The inspiring nature of space research is attractive to many young people, and as a result, this year three PhD students will start their research in this topic, said Dr. Péter Ferdinandy, the university’s Vice-Rector for Science and Innovations, emphasizing that research carried out in space conditions can also be used in life on Earth.

The university’s participation in space-themed projects has enabled fast-paced, targeted ecosystem development, i.e. a network of several partner companies, research institutes, space agencies, and funding entities has been formed over the past two years, according to Dr. Renáta Papp, Director responsible for business development of the RDI.



Following the pre-selection of more than 240 applicants, in the summer of 2022, Semmelweis University chose the best 8 astronaut candidates from among 25 people, for which the institution developed a protocol incorporating the guidelines of the ESA and the American National Aeronautics and Space Administration (NASA). As part of this, ophthalmology, dentistry, ear-nose-throat, cardiology, psychological-psychiatry, and gastroenterology examinations were carried out at the institution’s clinics. The microgravity environment also puts a healthy organism to the test due to the fact that the fluid spaces in space are rearranged, therefore, for example, astronauts’ faces swell, moreover, the sense of balance, the functioning of the intestinal and the immune systems change, and bone and muscle tissue breaks down. Based on the medical examinations carried out at Semmelweis University, the astronaut candidates who met the requirements received the “passed” qualification of the ESA Medical Committee.

In the third phase of the selection process, the university’s psychiatrists and psychologists performed a detailed psychological analysis, assessed the candidates’ technical and scientific skills, and the applicants received training in telemedicine and resuscitation at the Városmajor Heart and Vascular Centre. In the end, 4 astronaut candidates remained in the running. Semmelweis University took an active part in the evaluation of their results and in setting up the final order, and this year they started training the selected ones according to international standards.

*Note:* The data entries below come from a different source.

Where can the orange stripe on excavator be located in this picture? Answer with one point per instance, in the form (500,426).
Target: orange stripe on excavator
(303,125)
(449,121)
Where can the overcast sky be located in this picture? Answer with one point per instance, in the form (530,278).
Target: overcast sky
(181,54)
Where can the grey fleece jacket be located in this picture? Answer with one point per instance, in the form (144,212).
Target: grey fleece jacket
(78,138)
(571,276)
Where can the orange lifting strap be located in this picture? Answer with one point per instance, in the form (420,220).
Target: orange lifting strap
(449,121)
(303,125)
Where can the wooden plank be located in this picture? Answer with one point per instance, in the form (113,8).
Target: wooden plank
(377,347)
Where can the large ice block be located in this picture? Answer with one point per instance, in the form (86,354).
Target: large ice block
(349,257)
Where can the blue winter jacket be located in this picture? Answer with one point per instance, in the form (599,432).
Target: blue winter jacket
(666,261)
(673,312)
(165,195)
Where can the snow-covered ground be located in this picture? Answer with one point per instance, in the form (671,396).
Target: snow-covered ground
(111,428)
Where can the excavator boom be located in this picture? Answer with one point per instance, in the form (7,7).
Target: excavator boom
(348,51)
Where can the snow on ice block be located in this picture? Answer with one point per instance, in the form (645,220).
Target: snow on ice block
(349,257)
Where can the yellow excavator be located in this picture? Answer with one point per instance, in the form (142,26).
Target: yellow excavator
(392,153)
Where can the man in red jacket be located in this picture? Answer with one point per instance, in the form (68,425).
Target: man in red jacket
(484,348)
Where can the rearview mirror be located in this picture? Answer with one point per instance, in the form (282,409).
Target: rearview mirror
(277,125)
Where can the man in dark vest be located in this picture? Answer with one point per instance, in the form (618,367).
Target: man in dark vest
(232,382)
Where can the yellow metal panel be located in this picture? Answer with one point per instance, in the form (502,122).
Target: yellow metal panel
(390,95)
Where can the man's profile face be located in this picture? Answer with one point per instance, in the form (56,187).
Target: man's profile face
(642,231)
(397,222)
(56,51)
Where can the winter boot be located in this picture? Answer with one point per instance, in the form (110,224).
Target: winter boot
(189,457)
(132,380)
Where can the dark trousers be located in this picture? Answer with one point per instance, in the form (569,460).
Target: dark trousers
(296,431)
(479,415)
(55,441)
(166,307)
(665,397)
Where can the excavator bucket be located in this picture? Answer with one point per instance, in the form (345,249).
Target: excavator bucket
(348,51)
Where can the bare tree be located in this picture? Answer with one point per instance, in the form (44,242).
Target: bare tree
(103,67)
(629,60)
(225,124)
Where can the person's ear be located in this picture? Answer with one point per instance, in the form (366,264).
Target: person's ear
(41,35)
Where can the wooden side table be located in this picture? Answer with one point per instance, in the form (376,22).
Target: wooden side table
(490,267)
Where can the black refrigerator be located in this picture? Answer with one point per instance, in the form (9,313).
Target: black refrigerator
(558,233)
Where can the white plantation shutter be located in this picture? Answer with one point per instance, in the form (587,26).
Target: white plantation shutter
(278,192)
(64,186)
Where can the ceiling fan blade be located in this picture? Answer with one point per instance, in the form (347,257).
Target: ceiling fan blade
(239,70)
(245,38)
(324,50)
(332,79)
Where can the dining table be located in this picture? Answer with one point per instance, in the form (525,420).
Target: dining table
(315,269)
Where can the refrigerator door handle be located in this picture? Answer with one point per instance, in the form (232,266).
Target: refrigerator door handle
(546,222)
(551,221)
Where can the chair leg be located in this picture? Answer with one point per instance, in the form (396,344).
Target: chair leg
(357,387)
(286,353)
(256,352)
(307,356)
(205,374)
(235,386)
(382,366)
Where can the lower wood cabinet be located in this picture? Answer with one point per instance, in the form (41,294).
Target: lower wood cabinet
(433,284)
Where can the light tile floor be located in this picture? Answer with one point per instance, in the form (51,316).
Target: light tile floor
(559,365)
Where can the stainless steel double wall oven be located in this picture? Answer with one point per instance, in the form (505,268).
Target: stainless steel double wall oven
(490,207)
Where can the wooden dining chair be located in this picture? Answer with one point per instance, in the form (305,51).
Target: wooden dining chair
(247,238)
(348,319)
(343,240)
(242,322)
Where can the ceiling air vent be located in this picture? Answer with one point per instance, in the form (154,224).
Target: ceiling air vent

Currently, the 4 astronaut candidates’ (Gyula Cserényi, Tibor Kapu, dr. Ádám Schlégl and András Szakály) physical training is taking place, the aim of which is to improve cardiovascular endurance, muscle strength and neuromuscular coordination. As part of this, the candidates perform special physical training along with following a personalized diet. In the meantime, they take part in periodic health status assessments, physical, biomechanical, and psychological tests, and their spiritual support and the development of their psychological abilities are also continuous.